A 42 year old male with no significant medical history was brought by family to the emergency department for evaluation of confusion, dizziness, slurred speech, difficulty with cognition, and symptoms of an upper respiratory infection. In addition the patient began suffering from visual hallucinations and paranoid behavior. The patient had no past psychiatric history nor familial history of cerebrovascular or psychiatric disease. Patient and family members denied use of tobacco, alcohol, or illicit drugs as well as other drugs of abuse such as synthetic marijuana.

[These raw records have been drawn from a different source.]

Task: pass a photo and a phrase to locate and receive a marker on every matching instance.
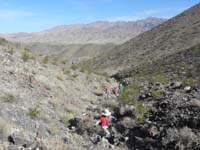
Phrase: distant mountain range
(177, 34)
(101, 32)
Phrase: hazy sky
(37, 15)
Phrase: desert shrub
(3, 41)
(26, 55)
(190, 82)
(55, 61)
(143, 111)
(4, 129)
(160, 78)
(74, 67)
(11, 51)
(110, 104)
(66, 71)
(65, 117)
(34, 112)
(45, 60)
(60, 77)
(198, 61)
(8, 98)
(157, 93)
(129, 93)
(54, 129)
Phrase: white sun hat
(107, 112)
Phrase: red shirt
(104, 121)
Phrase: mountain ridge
(100, 32)
(176, 34)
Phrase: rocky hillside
(176, 34)
(97, 32)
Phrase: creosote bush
(8, 98)
(160, 78)
(157, 93)
(34, 112)
(45, 60)
(3, 41)
(129, 93)
(142, 110)
(26, 55)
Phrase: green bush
(11, 51)
(8, 98)
(190, 82)
(26, 55)
(129, 93)
(45, 60)
(34, 112)
(157, 93)
(142, 110)
(160, 78)
(3, 41)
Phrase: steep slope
(97, 32)
(176, 34)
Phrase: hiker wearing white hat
(104, 120)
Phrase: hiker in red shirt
(104, 120)
(116, 91)
(107, 92)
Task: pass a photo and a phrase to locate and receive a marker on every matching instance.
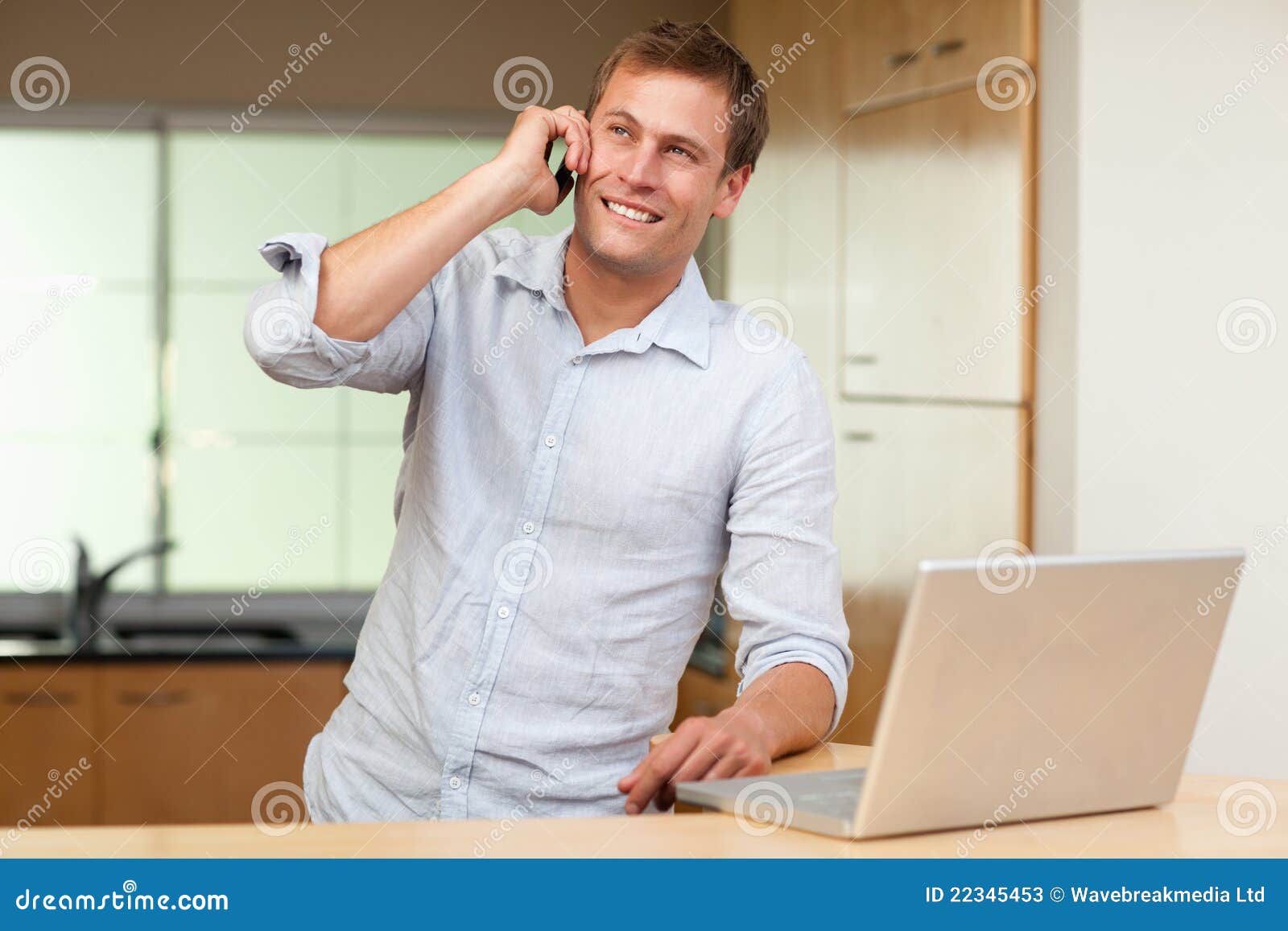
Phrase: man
(590, 439)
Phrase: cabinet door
(781, 248)
(51, 766)
(934, 267)
(905, 48)
(193, 744)
(914, 482)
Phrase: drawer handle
(154, 699)
(40, 699)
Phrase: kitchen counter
(1188, 827)
(191, 626)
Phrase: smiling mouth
(630, 212)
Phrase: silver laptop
(1038, 688)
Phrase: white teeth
(633, 214)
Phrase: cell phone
(564, 174)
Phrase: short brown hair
(699, 51)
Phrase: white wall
(1172, 212)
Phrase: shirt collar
(680, 322)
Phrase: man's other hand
(731, 744)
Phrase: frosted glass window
(217, 386)
(77, 353)
(79, 362)
(250, 512)
(57, 488)
(79, 203)
(232, 192)
(257, 480)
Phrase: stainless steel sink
(152, 639)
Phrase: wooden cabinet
(934, 278)
(899, 49)
(195, 744)
(914, 480)
(169, 742)
(781, 249)
(51, 765)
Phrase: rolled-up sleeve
(285, 341)
(783, 579)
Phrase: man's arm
(789, 708)
(369, 277)
(783, 583)
(361, 312)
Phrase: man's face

On physical exam the patient was exhibiting bizarre behavior with occasional dysarthria. He did not exhibit symptoms of meningitis on exam. Laboratory data noted initial WBC of 15.1 with a mild elevation of serum creatinine at 1.37. Urine drug screen was negative. TSH and CRP were within normal limits. Lumbar puncture revealed 44 WBC with CSF glucose of 59 and protein of 28. Head CT and MRI were both noted to be negative studies. EEG was done that noted temporal slowing.

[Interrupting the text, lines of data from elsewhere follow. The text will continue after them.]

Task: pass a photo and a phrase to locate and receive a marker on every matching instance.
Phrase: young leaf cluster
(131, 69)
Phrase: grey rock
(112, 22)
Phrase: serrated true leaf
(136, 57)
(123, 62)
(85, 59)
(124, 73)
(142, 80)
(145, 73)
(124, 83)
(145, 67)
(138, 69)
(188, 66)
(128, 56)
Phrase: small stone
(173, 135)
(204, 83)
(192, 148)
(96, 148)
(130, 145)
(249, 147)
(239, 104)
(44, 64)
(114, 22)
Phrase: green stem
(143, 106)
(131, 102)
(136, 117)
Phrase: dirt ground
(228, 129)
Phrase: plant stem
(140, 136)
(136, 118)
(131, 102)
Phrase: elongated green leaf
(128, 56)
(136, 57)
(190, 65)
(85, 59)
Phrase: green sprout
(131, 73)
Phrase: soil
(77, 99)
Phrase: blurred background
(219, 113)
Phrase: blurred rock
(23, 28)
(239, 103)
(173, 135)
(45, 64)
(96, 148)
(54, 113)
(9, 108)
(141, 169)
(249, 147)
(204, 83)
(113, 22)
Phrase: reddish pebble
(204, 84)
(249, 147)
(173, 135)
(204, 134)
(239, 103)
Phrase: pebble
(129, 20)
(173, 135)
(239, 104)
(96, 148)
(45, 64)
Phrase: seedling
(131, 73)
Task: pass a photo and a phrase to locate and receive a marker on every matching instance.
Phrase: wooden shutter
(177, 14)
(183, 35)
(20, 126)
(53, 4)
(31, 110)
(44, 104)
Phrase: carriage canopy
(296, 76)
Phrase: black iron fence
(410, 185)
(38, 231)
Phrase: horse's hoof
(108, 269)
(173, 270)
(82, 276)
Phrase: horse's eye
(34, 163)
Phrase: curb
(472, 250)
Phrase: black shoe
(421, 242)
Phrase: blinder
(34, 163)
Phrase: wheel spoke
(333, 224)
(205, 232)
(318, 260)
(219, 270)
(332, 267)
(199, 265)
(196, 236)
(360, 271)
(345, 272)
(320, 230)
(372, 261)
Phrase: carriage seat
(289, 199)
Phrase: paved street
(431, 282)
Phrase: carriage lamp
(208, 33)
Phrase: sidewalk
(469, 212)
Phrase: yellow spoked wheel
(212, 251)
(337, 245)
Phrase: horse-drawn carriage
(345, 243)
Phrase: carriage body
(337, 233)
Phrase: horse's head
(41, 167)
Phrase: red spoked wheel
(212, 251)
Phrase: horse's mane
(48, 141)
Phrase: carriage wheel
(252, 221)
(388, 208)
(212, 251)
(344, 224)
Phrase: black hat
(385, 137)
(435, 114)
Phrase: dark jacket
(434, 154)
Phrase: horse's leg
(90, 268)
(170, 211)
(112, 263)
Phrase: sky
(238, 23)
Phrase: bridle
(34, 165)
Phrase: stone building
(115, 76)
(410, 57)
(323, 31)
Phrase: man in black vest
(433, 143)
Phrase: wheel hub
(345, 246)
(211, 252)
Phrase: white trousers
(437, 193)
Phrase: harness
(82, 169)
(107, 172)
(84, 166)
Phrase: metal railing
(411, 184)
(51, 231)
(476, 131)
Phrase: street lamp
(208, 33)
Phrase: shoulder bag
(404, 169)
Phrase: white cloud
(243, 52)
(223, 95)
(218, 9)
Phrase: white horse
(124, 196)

Despite antipsychotic regimen per recommendations of psychiatry, patient continued to exhibit bizarre behavior with no improvement. Furthermore, the patient complained of a myriad of somatic complaints including visual changes. In consultation with neurology it was felt that that the patient was suffering from encephalitis and steroid therapy was initiated. This resulted in slow but steady improvement in the patient’s behavior. Patient’s CSF was sent for antibody testing and patient was found to be positive for anti-NMDA receptor antibodies. IVIG treatment was initiated and in conjunction with steroids and antipsychotic medications the patient returned to baseline.
Discussion:
In this case, the patient’s prolonged and progressive altered mental state in conjunction with elevated WBC on CSF sampling raised the question of possible encephalitis. Anti-NMDA receptor encephalitis is rare cause of altered mental status, however, our patient did exhibit common findings of this diagnosis. The patient presented with flu-like symptoms as well as changes in behavior and cognition, all of which are common manifestations of the disease. Of note, however, the patient’s presentation had some unique features. It is often found to be a paraneoplastic manifestation of a teratoma or ovarian tumor as well as primarily occurring in females. After extensive work up, no malignancy was found in our male patient.
Conclusions:
Anti-NMDA receptor encephalitis is a rare-cause of acute psychosis. It should be considered in cases where standard treatment does not result in expected psychiatric improvement.